Request for an Advisory Opinion from the EFTA Court by the Oslo District Court dated 8 July 2025 in the case of Redd Ullevål Sykehus v Norwegian State, represented by the Ministry of Local Government and Regional Development (Staten v/ Kommunal- og distriktdepartementet) (Case E-17/25)
This document is a request from the Oslo District Court to the EFTA Court for an Advisory Opinion regarding the interpretation and application of the SEA Directive (Directive 2001/42/EC) in a case concerning Redd Ullevål Sykehus (a hospital) and the Norwegian State. The District Court seeks clarification on whether certain decisions related to the development of a new hospital structure fall within the scope of the SEA Directive and whether national rules regarding procedural errors can be applied when there has been alleged non-compliance with the SEA Directive.
The document outlines two main questions for the EFTA Court:
1. **Scope of the SEA Directive:** The Oslo District Court is asking for guidance on how to determine whether the environmental impact assessment requirements of the SEA Directive apply to (1) two zoning plans, (2) a health enterprise’s decision on the target image for a new hospital structure, and (3) the Parliament’s loan limit decision for the hospital development. The court seeks clarification on the factors to consider when determining if these decisions constitute a “plan” under the SEA Directive.
2. **National Rules on Errors:** The District Court questions whether it is compatible with EEA law, specifically Article 3 of the EEA Agreement (duty of loyalty), to apply a national rule (section 41 of the Norwegian Public Administration Act) that allows a decision to be upheld despite a procedural error if the error could not have affected the substance of the decision, in a case where non-compliance with the SEA Directive is alleged.
The document then presents the specific questions in more detail:
1. **Factors for Assessing “Plan” under SEA Directive:** This section breaks down the first question into specific factors to consider when assessing whether the decisions related to the hospital development constitute a “plan” under the SEA Directive.

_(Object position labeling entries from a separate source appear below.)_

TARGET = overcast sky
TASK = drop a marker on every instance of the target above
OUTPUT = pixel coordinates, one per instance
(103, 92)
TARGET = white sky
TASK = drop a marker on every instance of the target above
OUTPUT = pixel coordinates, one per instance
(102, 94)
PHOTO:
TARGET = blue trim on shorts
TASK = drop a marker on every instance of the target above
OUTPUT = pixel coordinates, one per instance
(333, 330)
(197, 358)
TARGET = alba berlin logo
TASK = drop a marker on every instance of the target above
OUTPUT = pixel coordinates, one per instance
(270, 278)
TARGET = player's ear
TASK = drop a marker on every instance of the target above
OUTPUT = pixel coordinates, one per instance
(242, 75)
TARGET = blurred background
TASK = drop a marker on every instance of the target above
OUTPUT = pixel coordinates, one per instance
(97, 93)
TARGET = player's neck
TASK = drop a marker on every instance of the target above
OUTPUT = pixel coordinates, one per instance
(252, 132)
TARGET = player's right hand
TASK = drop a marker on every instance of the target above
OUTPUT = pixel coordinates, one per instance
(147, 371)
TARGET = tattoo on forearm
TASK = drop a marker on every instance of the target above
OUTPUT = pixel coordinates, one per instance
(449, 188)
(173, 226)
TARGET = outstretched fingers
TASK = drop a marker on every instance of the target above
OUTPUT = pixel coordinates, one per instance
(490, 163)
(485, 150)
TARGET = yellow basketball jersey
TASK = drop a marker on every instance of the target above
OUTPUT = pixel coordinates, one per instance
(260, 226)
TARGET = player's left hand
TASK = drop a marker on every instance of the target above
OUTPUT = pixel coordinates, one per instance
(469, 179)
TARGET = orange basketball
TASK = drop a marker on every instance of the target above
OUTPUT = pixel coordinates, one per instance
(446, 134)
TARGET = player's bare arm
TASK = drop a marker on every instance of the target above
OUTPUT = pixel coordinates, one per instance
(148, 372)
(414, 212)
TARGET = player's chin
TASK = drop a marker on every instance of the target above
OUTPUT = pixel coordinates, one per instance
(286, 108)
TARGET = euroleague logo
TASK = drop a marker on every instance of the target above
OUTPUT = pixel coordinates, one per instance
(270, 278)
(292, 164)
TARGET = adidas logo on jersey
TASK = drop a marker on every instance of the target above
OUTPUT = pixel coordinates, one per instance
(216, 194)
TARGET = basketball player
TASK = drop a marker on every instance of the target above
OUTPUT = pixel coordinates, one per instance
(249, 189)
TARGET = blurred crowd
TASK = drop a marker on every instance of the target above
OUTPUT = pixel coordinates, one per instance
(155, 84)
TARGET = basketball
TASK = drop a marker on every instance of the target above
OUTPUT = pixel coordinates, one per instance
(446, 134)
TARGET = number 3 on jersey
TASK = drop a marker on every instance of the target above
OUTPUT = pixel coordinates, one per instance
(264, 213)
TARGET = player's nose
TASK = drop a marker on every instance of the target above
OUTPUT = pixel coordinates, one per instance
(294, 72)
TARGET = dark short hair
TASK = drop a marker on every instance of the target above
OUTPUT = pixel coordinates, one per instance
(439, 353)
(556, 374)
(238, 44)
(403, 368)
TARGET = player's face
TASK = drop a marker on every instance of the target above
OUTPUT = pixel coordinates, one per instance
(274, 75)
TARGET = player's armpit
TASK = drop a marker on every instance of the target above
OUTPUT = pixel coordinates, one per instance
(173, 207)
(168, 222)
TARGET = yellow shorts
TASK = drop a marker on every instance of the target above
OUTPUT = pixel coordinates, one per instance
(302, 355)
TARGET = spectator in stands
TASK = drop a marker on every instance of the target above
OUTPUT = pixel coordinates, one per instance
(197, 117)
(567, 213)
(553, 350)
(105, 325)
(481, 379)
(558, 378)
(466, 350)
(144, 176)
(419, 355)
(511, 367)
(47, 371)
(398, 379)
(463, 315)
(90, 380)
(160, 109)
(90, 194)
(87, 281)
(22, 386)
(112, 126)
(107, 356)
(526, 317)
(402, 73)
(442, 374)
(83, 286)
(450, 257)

It asks whether the decision-making entity (State vs. health enterprise), the project’s size and nature, and the existence of an EIA Directive assessment influence the applicability of the SEA Directive.
2. **Compatibility of National Rule on Errors with EEA Agreement:** This section elaborates on the second question, asking for the legal criteria relevant when assessing whether a national rule allowing for the validation of administrative decisions despite procedural errors is compatible with the EEA Agreement, specifically in cases involving alleged infringement of the SEA Directive.
The main provisions of this document are the specific questions posed by the Oslo District Court to the EFTA Court. These questions seek clarification on the scope and application of the SEA Directive and the compatibility of national procedural rules with EEA law.
The most important aspect of this document is the request for clarification on the scope of the SEA Directive and how it interacts with national procedural rules. The EFTA Court’s advisory opinion will have significant implications for how environmental impact assessments are conducted in Norway and potentially other EFTA countries, as well as how procedural errors in environmental decision-making are addressed.